San Francisco is making waves.
Last week the city’s board of supervisors approved a measure that would ban the sale of bottled water at events held on city property. Supervisor David Chiu, who authored the legislation, noted dryly “not long ago, our world was not addicted to plastic water bottles . . . Before (the 1990s), for centuries, everybody managed to stay hydrated.”
To be fair, (and to have some Massachusetts pride), it is worth mentioning that Concord had an earlier bottled water ban than San Francisco. There is also a growing movement at universities and colleges for these bans, and some national parks are also banning the bottle.
I salute Mr. Chiu and the other proponents of these measures nationwide. Having spent the last few weeks in Bali, the evidence of the increase in use of these bottles in the form of the empties strewn all over the beaches and landscape was very disheartening.
And while I would like to believe that this is a third-world problem, the truth is that the United States is the number one consumer of bottled water. The average American drinks 167 bottles of water per year, claiming more consumption of bottled water than milk or even (surprising in my household) beer.
This translates into more than 50 billion plastic water bottles annually used in America and, of those, only 23 per cent are recycled. However, beyond the problem of trash, the production of this product is an incredible drain on very valuable resources.
It takes approximately 17 million barrels of oil per year to quench American’s thirst for this particular product. That amount of oil could fuel 1.3 million vehicles or power 190,000 homes. And to make matters worse, that amount of oil used doesn’t include the fuel needed to transport the bottles of water to a store near you.
Those resources may be water under the bridge, but with the global consumption of bottled water increasing by 10 per cent per year, our problems could go deeper than the nearest aquifer.
Perhaps even more disconcerting about the popularity of bottled water is the fact that we have been duped into buying something that is freely available. Consider the cost and origin of bottled water.

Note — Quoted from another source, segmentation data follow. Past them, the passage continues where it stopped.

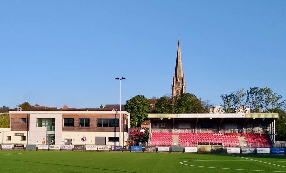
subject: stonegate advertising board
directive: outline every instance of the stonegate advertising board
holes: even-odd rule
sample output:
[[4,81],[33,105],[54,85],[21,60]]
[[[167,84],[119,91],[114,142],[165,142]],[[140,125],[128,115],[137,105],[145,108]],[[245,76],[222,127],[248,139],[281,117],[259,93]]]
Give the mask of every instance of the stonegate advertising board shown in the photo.
[[146,151],[156,151],[156,146],[146,146],[144,149]]
[[76,150],[84,150],[84,145],[75,145],[74,146],[74,149]]

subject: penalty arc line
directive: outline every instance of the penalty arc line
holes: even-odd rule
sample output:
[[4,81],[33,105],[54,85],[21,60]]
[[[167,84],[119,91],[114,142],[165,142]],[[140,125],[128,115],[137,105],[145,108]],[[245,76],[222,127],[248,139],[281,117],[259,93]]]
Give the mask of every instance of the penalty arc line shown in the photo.
[[260,161],[259,160],[255,160],[254,159],[251,159],[251,158],[246,158],[245,157],[240,157],[240,156],[235,156],[235,155],[229,155],[231,156],[235,156],[235,157],[240,157],[241,158],[246,158],[246,159],[249,159],[250,160],[254,160],[254,161],[256,161],[257,162],[262,162],[262,163],[268,163],[268,164],[273,164],[273,165],[275,165],[275,166],[281,166],[282,167],[284,167],[284,168],[286,168],[286,166],[281,166],[281,165],[279,165],[278,164],[273,164],[273,163],[268,163],[267,162],[263,162],[262,161]]

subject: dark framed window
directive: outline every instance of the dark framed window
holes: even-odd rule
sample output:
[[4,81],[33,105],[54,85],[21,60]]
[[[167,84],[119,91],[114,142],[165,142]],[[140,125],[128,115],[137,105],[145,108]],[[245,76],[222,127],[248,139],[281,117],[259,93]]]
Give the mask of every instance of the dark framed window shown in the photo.
[[74,127],[73,118],[64,118],[64,127]]
[[98,119],[97,127],[118,127],[119,120],[118,119]]
[[119,141],[119,137],[108,137],[108,141],[110,142],[118,142]]
[[89,118],[80,118],[80,127],[89,127]]
[[21,118],[21,123],[25,123],[26,122],[26,118]]

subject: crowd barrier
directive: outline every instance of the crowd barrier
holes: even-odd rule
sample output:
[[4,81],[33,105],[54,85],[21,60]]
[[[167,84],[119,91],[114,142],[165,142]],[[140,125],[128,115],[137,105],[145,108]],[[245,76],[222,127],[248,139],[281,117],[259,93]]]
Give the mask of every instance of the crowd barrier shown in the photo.
[[123,146],[111,145],[0,144],[1,150],[117,151],[121,152],[235,153],[285,155],[285,147],[224,147],[223,145],[198,145],[197,146]]

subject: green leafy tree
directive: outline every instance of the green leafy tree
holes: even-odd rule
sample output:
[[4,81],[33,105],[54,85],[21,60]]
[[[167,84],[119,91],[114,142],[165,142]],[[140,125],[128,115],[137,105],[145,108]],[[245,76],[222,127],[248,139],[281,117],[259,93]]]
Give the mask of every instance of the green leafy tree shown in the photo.
[[230,114],[234,112],[236,107],[239,107],[241,105],[241,103],[244,98],[245,94],[243,92],[244,88],[237,90],[236,92],[228,92],[227,93],[222,94],[221,98],[223,99],[223,104],[221,106],[226,113]]
[[10,116],[8,114],[0,114],[0,128],[10,128]]
[[245,103],[251,109],[253,113],[271,113],[276,108],[280,107],[284,103],[279,102],[282,98],[276,96],[269,88],[259,88],[259,87],[250,88],[246,93]]
[[130,114],[130,124],[134,127],[140,125],[147,119],[150,112],[149,101],[144,95],[137,95],[127,101],[125,110]]
[[200,99],[190,93],[183,93],[177,96],[174,106],[178,108],[178,113],[181,114],[202,113],[205,108]]
[[156,114],[173,114],[176,112],[174,109],[172,99],[165,95],[157,100],[154,107]]

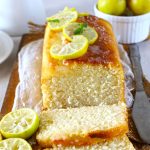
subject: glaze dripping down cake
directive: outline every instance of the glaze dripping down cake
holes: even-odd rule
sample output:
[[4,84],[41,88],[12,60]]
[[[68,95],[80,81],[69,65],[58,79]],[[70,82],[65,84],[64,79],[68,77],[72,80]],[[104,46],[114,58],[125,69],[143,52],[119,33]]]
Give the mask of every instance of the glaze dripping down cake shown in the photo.
[[83,56],[71,60],[51,57],[50,48],[63,40],[62,32],[45,31],[42,94],[44,108],[97,106],[124,101],[124,75],[111,25],[95,16],[79,17],[98,33]]

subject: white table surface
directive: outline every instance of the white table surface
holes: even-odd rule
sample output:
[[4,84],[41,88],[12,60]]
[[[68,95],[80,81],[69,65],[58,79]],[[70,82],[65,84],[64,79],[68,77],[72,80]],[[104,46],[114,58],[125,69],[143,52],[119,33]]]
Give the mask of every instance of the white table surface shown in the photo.
[[[93,12],[93,5],[97,0],[43,0],[46,15],[50,16],[65,6],[75,7],[82,12]],[[12,37],[14,41],[14,49],[10,57],[2,64],[0,64],[0,110],[5,97],[7,85],[12,71],[13,63],[17,57],[17,50],[21,37]]]
[[[47,16],[56,13],[58,10],[63,9],[65,6],[75,7],[77,10],[81,12],[90,12],[91,14],[94,14],[93,5],[95,2],[97,2],[97,0],[74,0],[74,1],[73,0],[43,0]],[[6,93],[7,85],[12,71],[12,66],[17,57],[17,50],[18,50],[21,37],[12,37],[12,39],[14,41],[14,50],[10,55],[10,57],[3,64],[0,64],[0,109]],[[144,65],[146,66],[144,67],[144,70],[146,70],[146,72],[148,73],[150,72],[149,67],[147,67],[150,64],[149,49],[150,49],[150,40],[147,42],[146,45],[144,46],[142,44],[140,45],[140,51],[142,51],[141,57],[143,57],[142,61],[145,62]],[[144,54],[146,55],[146,57]],[[145,58],[147,58],[146,61]]]

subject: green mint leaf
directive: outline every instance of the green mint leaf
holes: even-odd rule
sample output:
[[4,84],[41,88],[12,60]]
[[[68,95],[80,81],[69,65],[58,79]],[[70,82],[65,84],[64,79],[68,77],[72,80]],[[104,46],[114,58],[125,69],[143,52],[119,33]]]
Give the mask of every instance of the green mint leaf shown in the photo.
[[59,19],[52,19],[52,20],[48,20],[48,22],[56,22],[56,23],[59,23]]
[[83,28],[79,27],[74,31],[74,35],[81,34],[83,32]]
[[83,23],[83,27],[84,27],[84,28],[87,28],[87,23]]

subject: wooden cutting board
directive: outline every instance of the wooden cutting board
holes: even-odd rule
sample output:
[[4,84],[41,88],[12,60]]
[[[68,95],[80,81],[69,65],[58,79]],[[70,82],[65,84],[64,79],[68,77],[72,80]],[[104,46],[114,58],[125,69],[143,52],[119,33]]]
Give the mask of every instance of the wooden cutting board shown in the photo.
[[[23,35],[22,40],[20,42],[18,52],[26,44],[28,44],[32,41],[41,39],[43,37],[44,37],[43,33],[32,33],[32,34],[29,33],[29,34]],[[124,45],[124,47],[127,50],[127,45]],[[1,114],[2,115],[6,114],[6,113],[8,113],[12,110],[12,106],[13,106],[14,98],[15,98],[15,90],[16,90],[16,87],[17,87],[18,83],[19,83],[18,60],[16,58],[16,61],[13,65],[11,77],[10,77],[8,88],[7,88],[7,91],[6,91],[6,95],[5,95],[5,98],[4,98],[4,103],[3,103],[2,109],[1,109]],[[145,89],[146,89],[147,94],[150,96],[150,86],[149,86],[149,83],[145,79],[144,79],[144,85],[145,85]],[[129,110],[129,114],[130,114],[130,111],[131,110]],[[136,147],[136,149],[137,150],[150,150],[149,145],[141,143],[141,141],[138,137],[136,128],[133,124],[133,121],[132,121],[132,118],[130,117],[130,115],[129,115],[129,128],[130,128],[130,132],[129,132],[128,136],[132,139],[131,141],[134,144],[134,146]],[[37,148],[35,148],[35,149],[37,149]]]

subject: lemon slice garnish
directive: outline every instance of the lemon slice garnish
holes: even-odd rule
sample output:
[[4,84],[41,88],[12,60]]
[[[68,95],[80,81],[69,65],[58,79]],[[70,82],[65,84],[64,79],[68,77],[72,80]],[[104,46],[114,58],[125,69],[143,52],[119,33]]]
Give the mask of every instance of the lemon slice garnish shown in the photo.
[[39,126],[35,111],[22,108],[6,114],[0,121],[0,132],[5,138],[29,138]]
[[98,34],[95,29],[85,23],[72,22],[64,27],[63,35],[69,41],[72,41],[75,34],[85,36],[88,39],[89,44],[93,44],[98,38]]
[[75,35],[72,42],[67,44],[54,44],[50,54],[55,59],[74,59],[84,55],[88,49],[88,40],[83,35]]
[[78,13],[75,9],[65,8],[54,16],[47,18],[51,30],[62,30],[67,24],[76,21]]
[[20,138],[10,138],[0,141],[1,150],[32,150],[30,144]]

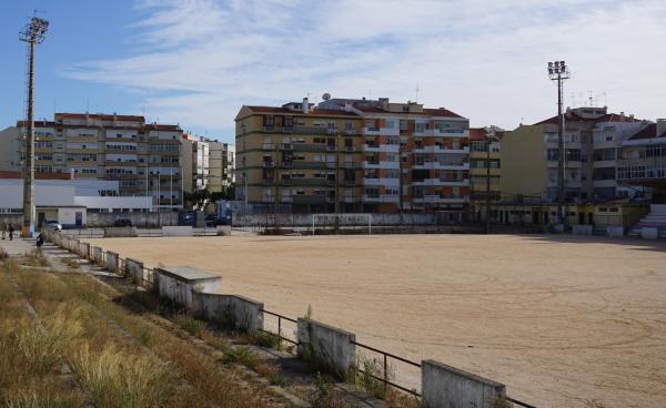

The largest two purveyors of bottled water, with a 25 per cent market share, are using municipal water sources. Further estimates suggest that at least half of bottled water comes from a community tap. But the markup is steep: one analysis notes that bottled water is 560 times more expensive than tap water.
And interestingly, the quality of tap water is arguably better than bottled. Tap water is regulated by the Environmental Protection Agency (EPA), while bottled water is regulated by the Food and Drug Administration (FDA). The EPA tests for E. Coli and has more frequent bacteria testing and mandated reporting, while the FDA falls short in some of these measures.
On the Vineyard, we are blessed with phenomenal drinking water of a quality that can’t be beat. While I know that you can lead a horse to water, but you can’t make her drink, I hope that Islanders will go to the source — our own source — to quench their thirst.
Suzan Bellincampi is director of the Felix Neck Wildlife Sanctuary in Edgartown.